Titanium, non-absorbable tacks- Laparoscopic Hernia repair is much more easily performed because of the development of tacks for fixation of the mesh.  These are tiny cork screw shaped tacks which are deployed through the mesh and fixate the mesh to the abdominal wall.  The titanium tacks are non-absorbable, are compatible with MRI and are completely inert in tissue.  They have two main disadvantages.  Firstly, should a tack cause pain because of its placement, the pain is not likely to resolve short of injection of the local nerve supply to the area.  Secondly, and more theoretically, the ends of the tack are sharp, and I for one am a little reticent placing a sharp tack in the abdominal wall where the abdominal viscera may rub against it.  To my knowledge there has never been perforation of intestine or a fistula that has developed because of a hernia tack. 

 

Absorbable Tacks- These are made of material similar to absorbable suture.  The tacking device with tacks, are at least double the cost of the equivalent device with titanium tacks.  However; in my humble opinion, the cost is worth the diminished worrying about placing 30 or 40 sharp tacks around a hernia repair, in the abdomen.  I have no hesitation in using titanium tacks, however when doing a Laparoscopic Extra-peritoneal Hernia Repair with mesh as these tacks are outside of the abdominal cavity and are in contact with nothing.   Absorbable tacks are gone in about 6 weeks, have a flat head but do no burrow as deep into tissue as do the titanium tacks, thus possibly necessitating the use of more of them. 
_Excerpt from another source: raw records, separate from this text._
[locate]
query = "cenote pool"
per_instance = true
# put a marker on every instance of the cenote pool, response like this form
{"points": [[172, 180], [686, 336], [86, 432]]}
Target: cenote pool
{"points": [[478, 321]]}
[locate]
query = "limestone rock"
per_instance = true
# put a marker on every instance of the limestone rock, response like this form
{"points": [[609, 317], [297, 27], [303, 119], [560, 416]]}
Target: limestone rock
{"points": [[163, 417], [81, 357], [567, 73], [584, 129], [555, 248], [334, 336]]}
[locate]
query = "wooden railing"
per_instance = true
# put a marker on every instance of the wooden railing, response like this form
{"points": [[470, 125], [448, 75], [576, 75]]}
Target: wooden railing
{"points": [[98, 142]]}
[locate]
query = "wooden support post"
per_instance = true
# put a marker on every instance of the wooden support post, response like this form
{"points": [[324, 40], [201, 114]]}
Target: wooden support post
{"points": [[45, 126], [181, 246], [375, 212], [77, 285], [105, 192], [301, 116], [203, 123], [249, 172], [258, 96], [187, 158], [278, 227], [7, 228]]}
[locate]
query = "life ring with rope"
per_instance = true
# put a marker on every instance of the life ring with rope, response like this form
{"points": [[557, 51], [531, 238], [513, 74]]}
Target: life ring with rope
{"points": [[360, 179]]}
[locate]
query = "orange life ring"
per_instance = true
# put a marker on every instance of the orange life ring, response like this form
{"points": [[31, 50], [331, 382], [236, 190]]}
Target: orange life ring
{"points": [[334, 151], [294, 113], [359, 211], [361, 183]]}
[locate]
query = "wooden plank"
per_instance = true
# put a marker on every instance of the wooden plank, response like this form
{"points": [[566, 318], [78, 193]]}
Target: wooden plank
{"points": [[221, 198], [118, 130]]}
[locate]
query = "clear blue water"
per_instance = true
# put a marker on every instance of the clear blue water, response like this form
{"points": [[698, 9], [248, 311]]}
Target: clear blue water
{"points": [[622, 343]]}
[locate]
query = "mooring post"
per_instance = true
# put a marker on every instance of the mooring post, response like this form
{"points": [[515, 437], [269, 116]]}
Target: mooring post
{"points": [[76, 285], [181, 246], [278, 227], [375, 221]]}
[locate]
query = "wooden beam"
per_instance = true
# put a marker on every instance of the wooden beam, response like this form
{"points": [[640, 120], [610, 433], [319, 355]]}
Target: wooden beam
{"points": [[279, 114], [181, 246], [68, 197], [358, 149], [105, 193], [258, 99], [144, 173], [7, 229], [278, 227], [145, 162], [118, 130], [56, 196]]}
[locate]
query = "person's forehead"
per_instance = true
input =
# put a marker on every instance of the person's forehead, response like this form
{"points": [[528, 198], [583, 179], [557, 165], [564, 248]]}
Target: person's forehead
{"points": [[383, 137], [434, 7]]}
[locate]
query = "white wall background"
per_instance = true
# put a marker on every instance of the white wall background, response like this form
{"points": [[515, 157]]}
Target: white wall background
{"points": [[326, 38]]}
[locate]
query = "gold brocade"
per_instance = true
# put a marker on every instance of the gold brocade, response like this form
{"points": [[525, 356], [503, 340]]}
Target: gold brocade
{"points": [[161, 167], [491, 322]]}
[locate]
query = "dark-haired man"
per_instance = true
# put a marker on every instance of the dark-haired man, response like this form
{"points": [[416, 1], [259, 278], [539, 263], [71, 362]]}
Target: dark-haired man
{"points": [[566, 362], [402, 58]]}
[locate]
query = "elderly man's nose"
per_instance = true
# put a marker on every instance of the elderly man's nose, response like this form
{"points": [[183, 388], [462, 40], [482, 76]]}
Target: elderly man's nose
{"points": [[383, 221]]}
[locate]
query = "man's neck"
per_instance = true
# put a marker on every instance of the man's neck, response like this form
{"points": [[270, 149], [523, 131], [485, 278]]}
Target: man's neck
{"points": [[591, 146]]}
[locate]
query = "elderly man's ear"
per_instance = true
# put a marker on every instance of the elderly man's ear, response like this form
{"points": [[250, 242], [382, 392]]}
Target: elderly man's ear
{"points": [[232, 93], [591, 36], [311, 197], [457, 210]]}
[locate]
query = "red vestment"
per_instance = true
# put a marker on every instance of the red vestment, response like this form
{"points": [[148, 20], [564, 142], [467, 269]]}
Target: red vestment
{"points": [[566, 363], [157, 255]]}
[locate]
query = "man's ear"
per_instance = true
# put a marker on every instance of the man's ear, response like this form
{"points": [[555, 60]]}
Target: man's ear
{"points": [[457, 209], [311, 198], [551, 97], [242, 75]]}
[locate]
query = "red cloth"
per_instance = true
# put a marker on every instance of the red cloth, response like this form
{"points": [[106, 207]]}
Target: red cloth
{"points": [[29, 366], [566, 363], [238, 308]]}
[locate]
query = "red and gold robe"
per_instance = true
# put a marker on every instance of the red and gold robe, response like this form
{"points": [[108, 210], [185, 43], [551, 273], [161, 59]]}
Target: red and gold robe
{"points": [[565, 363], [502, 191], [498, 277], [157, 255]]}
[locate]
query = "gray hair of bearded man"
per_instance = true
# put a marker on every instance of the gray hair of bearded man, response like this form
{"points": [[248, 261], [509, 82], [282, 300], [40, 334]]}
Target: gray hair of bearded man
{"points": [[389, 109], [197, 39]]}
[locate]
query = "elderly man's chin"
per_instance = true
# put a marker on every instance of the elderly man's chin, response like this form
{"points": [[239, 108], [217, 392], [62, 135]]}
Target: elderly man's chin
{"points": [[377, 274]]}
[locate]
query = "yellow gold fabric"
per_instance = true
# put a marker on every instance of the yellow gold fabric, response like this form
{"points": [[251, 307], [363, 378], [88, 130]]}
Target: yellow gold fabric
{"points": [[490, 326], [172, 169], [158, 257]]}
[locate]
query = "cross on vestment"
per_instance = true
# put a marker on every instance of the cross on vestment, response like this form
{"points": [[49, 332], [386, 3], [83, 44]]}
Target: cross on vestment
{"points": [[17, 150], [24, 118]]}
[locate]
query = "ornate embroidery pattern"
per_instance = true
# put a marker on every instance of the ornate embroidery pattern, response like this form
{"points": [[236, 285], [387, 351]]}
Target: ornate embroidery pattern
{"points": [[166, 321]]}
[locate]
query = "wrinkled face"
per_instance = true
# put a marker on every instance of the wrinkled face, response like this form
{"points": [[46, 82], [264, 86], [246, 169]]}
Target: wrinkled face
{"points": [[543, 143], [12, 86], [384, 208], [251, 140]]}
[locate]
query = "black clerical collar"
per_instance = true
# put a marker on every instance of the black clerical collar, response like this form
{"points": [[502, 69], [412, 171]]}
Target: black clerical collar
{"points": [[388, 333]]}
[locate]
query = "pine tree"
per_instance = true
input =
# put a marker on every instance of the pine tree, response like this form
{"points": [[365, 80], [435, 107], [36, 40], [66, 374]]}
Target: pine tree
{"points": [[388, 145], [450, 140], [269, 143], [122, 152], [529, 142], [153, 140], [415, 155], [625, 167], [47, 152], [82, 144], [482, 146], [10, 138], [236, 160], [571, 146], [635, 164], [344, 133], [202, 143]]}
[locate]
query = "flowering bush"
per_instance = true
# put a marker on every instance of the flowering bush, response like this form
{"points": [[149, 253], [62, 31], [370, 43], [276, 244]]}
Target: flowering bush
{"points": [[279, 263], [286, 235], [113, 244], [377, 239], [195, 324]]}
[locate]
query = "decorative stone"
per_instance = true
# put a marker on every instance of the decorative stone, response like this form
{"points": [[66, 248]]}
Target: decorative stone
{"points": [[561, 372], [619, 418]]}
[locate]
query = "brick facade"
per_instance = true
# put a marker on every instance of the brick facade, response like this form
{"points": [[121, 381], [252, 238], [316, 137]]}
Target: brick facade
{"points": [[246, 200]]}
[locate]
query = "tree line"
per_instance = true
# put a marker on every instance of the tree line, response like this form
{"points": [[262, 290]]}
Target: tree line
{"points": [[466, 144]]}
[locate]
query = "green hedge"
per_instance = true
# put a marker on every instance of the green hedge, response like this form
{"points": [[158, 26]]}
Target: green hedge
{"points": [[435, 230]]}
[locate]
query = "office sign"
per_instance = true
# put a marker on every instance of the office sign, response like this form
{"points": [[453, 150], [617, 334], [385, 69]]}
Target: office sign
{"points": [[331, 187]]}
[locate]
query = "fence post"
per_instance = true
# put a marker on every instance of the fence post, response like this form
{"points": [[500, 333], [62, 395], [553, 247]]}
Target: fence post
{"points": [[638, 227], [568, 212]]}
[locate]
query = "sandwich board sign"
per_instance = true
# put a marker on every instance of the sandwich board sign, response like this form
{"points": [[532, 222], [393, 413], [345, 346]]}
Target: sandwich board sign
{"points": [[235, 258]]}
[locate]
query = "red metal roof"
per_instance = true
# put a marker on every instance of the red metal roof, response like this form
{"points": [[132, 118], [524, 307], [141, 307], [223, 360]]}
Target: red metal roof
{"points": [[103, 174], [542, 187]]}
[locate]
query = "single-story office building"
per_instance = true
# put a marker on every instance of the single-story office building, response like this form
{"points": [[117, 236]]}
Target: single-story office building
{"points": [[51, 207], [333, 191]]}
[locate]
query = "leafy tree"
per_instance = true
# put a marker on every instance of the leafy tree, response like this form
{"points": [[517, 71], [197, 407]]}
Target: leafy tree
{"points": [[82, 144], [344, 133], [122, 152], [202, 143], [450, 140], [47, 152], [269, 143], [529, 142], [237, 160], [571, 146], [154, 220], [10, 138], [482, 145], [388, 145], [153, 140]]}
Choice of Suture Method- This is probably beyond the scope of an article intended for a lay audience but I can't seem to help myself.  There is some contrary about what follows but I include it for the sake of completeness. 

Interrupted Suture- Throw a stitch and tie it, plain and simple.  The disadvantage is that for a large defect, you have to throw and tie a lot of sutures.  This can be rather slow and tedious.  The advantage is that if any one stitch should break or the knot should slip, your whole repair is not disrupted.

 

Running Suture- Throw the stitch, tie the knot and throw, throw, throw through mesh and tissue all the way around until you come back to your starting point where you tie the ends together.  Much quicker to perform than interrupted suturing but should the stitch break or come loose through weak tissue at any point, you run the risk of your entire repair coming undone.  Also, if you pull a running suture too tight as you go you may cause ischemia in the native tissue to which you are suturing your mesh.  This may be a cause of recurrence.

 

Combination- There are all kinds of combinations that exist.  This may consist of U- sutures, figure of eights or running sutures to each quarter of the mesh or part way down a wound. 

 

Choice of Surgical Methods-

Confused yet?  Read on.  There are several options for where to place the mesh and how to do so.  These are influenced by the size of the defect, the patients underlying condition and overall medical status and of course, surgeon preference.  I will discuss each of these with the advantages and disadvantages of each.

 

Onlay Method- (see a) The subcutaneous tissue is dissected off of the hernia sack and off of the external fascia layer several centimeters back from the edge of the defect all around the entire defect.  The hernia sack may then be opened to dissect adhesions if the patient is having obstructive symptoms.  The sack should be preserved and closed so as to provide a barrier between the mesh and the abdominal viscera.  If the fascia will come together without undue tension this can then be done.  A mesh is placed over the fascia and sutured in place with two rows of suture.  If the defect was not repaired primarily,  then it is essential that the first row of sutures be placed around the defect and close together so as not to allow the sack or abdominal contents to pass between the anterior fascia and the mesh.  Then an outer layer of sutures is placed along the edge of the mesh to secure the mesh to the fascia.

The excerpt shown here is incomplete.